Our study has several strengths, including the use of a genome-wide platform and a very large control sample which enhances statistical power. The saliva-based approach is non-invasive and could be easily reproduced or applied in clinical settings if validated. However, there are also limitations to consider. First, the fibromyalgia sample size (n=53) is moderate and from a single cohort; larger case numbers from diverse populations would bolster confidence in these findings. Second, saliva DNA methylation is a surrogate for potential changes in blood or tissues – the signal we detect likely originates from blood leukocytes present in saliva, as well as oral epithelial cells. These cell types may not fully reflect methylation changes in muscle or central nervous system tissues that are directly involved in fibromyalgia pathology. Nonetheless, systemic epigenetic alterations could mirror or contribute to the overall disease state. Third, while the association is clear, causality cannot be inferred. We do not know if the methylation differences are causing or resulting from fibromyalgia (or an upstream factor such as chronic stress or pain). Longitudinal studies could determine if these methylation marks precede disease onset or change with treatment, which would indicate a functional role. Finally, although the composite methylation score differentiates patients and controls on a group level, it is not a perfect diagnostic tool on its own – there is overlap and one would need to establish a formal cut off and validate its performance (sensitivity, specificity) in independent samples before considering clinical application.

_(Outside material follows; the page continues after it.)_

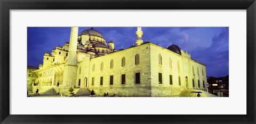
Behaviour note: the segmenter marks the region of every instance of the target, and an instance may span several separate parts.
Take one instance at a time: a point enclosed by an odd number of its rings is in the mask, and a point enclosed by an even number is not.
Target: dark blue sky
[[[78,34],[91,27],[79,27]],[[94,27],[116,49],[135,44],[137,27]],[[70,27],[28,27],[28,65],[43,64],[45,52],[58,45],[63,46],[70,38]],[[229,73],[228,27],[142,27],[142,39],[164,47],[179,46],[191,54],[192,59],[206,65],[207,76],[226,76]]]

Despite these caveats, our findings contribute to the growing body of evidence that fibromyalgia has an epigenetic fingerprint. Previous epigenetic studies in fibromyalgia and related disorders have reported differential methylation in genes related to the nervous system, immune function, and stress response . Our results add new candidate genes (e.g., AFAP1, RNASEH2C) to this list, highlighting pathways involving cytoskeletal signalling and nucleic acid metabolism/immune activation that have not been widely linked to fibromyalgia before. Interestingly, these pathways resonate with some hypothesized mechanisms in fibromyalgia – for instance, neuroinflammation and glial activation have been proposed in central sensitization, and here we find epigenetic changes in an inflammation-related gene (AFAP1) and an immune DNA-sensing enzyme (RNase H2). This opens up avenues for further research: investigating whether these epigenetic changes correspond to altered gene expression in patient immune cells, or if they correlate with clinical features (pain severity, fatigue levels, etc.). If confirmed, such methylation markers could also potentially be used to monitor disease progression or responses to therapy (epigenetic marks are generally stable, but certain interventions or lifestyle changes might normalize pathological methylation profiles).

5. Conclusion

In summary, our epigenome-wide analysis of saliva DNA identified a reproducible methylation signature associated with fibromyalgia. Five specific CpG sites across the genome showed significantly lower methylation in fibromyalgia patients compared to controls, and a composite average of these five sites yielded an even stronger separation between the groups. This suggests that fibromyalgia is accompanied by coordinated epigenetic alterations that can be detected peripherally. The involved genes – such as AFAP1, RNASEH2C, and a ubiquitin-pathway pseudogene – hint at underlying mechanisms related to inflammatory signalling and immune regulation in fibromyalgia. While preliminary, these findings raise the possibility of developing a methylation-based biomarker panel to assist in fibromyalgia diagnosis, a condition that currently lacks objective laboratory tests. Future studies should aim to replicate these results in independent cohorts (including blood-based methylation analyses), explore the functional consequences of these epigenetic changes, and evaluate the predictive power of the 5-CpG methylation index for clinical use. Ultimately, a better understanding of fibromyalgia’s epigenetic landscape may not only improve diagnosis but also uncover novel targets for therapeutic intervention in this challenging chronic pain disorder.